Over last thousands of years people experimented with food a lot. One of the theories explaining culinary recipes evolution refers to so-called copy-mutate process. Basically, humans tried to mix some ingredients, and based on the results decided to keep few of them to use further on (copy) or substitute the less suitable ones (mutate). This process made some food components abundant in regional cousins, forming staple ingredients distinctive for different ethnic groups.

Flavor


We can describe a flavor of the food as an overall impression based mostly on taste, smell, temperature, and texture. According Foodpairing project, over 80% of what we call taste is actually perceived through food’s aroma, or the flavor. Flavor is represented by aroma compounds (volatile flavor molecules), which trigger our food sensation both through the nose and through the mouth.

Food pairing

One of the popular hypothesis claims that the key to food ingredients compatibility is hidden in their flavor similarity. The concept assumes that food ingredients sharing major flavor components are more likely to taste nice together. This idea inspired some chefs to look for novelty ingredients combination based on scientific evidence. As a result, numerous unexpected food marriages were revealed, among which are caviar and white chocolate, oysters and passion fruit, and many more.

Flavor network

Another study on food composition developed into flavor network, a data-driven structure describing the relationships between separate culinary ingredients.  The network was designed to explore possible patterns in culinary components combinations. It’s nodes represent recipe ingredients and the links between them describe the number of shared flavor components.

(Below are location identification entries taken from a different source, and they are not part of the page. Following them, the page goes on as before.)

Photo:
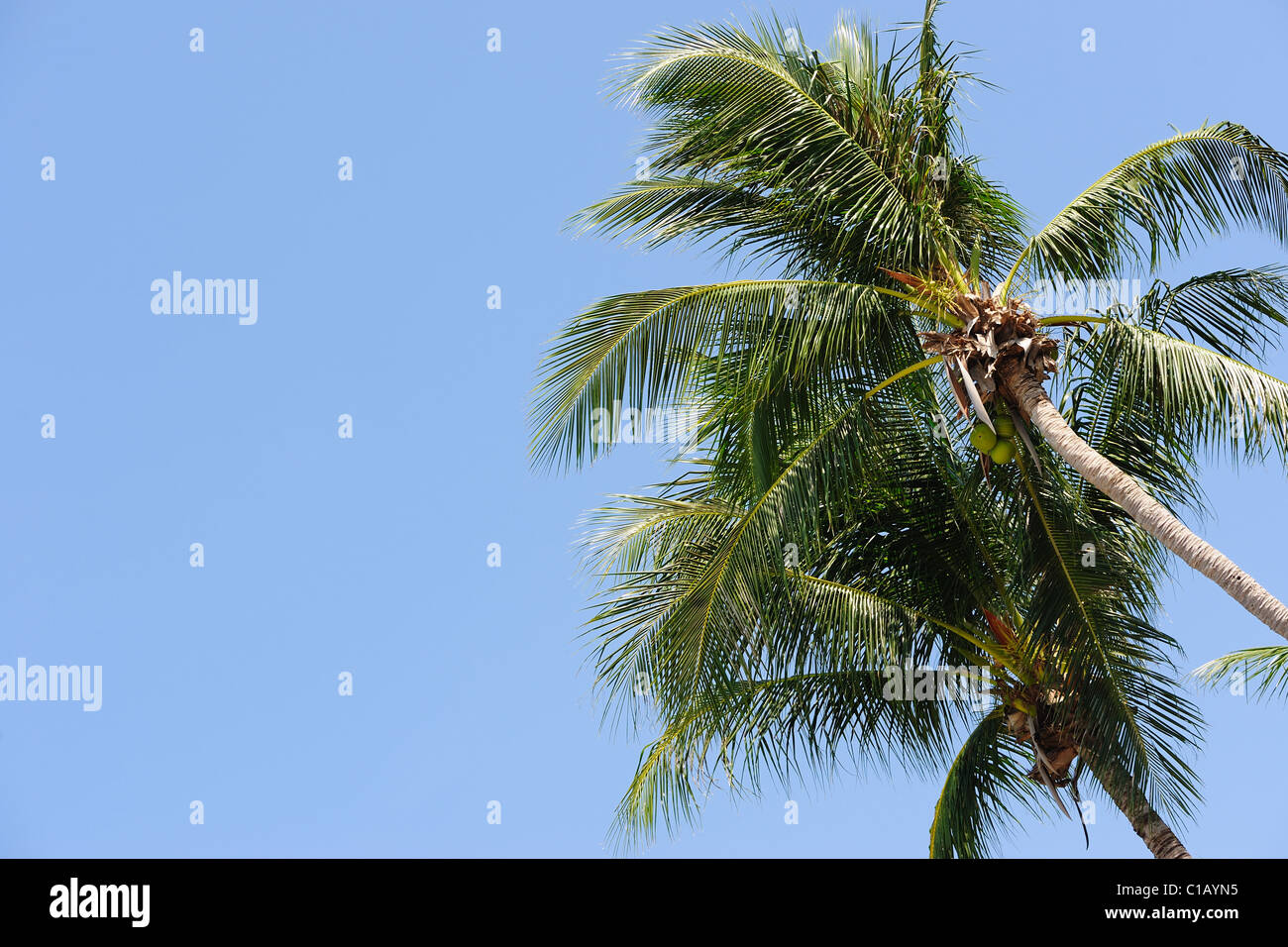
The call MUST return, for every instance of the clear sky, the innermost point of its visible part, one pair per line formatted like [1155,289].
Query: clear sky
[369,554]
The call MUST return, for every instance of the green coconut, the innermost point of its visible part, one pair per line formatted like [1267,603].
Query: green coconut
[1004,451]
[982,438]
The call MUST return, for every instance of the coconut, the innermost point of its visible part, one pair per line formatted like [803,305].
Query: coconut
[982,438]
[1004,451]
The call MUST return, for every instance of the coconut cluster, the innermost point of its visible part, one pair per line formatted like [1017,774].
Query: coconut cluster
[997,442]
[993,331]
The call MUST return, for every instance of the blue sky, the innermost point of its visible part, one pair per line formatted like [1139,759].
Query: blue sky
[370,554]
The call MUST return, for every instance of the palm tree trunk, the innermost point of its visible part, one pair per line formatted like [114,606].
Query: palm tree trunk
[1157,835]
[1150,514]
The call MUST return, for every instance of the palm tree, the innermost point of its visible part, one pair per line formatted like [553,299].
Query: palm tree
[849,174]
[901,554]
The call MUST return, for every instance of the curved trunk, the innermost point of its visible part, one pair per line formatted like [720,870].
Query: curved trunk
[1157,835]
[1147,513]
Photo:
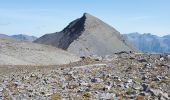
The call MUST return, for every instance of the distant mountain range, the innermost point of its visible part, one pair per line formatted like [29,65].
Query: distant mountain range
[19,37]
[149,43]
[146,42]
[87,36]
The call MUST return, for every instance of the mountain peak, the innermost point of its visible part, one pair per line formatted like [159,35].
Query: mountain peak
[87,15]
[86,36]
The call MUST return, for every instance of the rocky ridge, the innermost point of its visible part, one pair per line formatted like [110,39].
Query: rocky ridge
[87,36]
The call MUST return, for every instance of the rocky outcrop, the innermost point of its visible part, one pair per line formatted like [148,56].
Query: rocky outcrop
[86,36]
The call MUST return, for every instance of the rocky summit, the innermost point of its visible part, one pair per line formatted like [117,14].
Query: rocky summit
[86,36]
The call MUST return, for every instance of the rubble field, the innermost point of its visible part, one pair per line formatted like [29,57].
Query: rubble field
[123,76]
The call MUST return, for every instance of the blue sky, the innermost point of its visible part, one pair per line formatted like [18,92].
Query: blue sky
[38,17]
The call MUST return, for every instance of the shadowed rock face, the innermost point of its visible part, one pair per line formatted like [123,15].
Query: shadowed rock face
[86,36]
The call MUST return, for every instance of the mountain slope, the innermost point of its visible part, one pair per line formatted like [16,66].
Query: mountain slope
[148,42]
[13,52]
[21,37]
[87,35]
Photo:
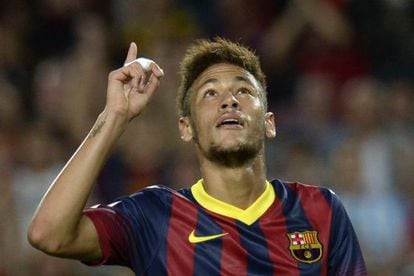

The study has shown, that regional cuisines can be distinguished by rather small ingredient sets with specific flavors. For instance, North American original recipe components are dairy products, eggs, and wheat. In contrast, East Asian cuisine’s basics are soy sauce, sesame oil, rice, and ginger. The research has also reported that North Americans indeed tend to combine ingredients sharing many flavor components, while East Asians usually mix components with a few or no common aroma molecules.

Color, sound, and more.

Flavor composition is one of the major topics in contemporary food science. However, it doesn’t take into account other meaningful aspects of food perception. Numerous studies have shown that color, for instance, influence our food sensation a lot, the same as the sound we hear while eating.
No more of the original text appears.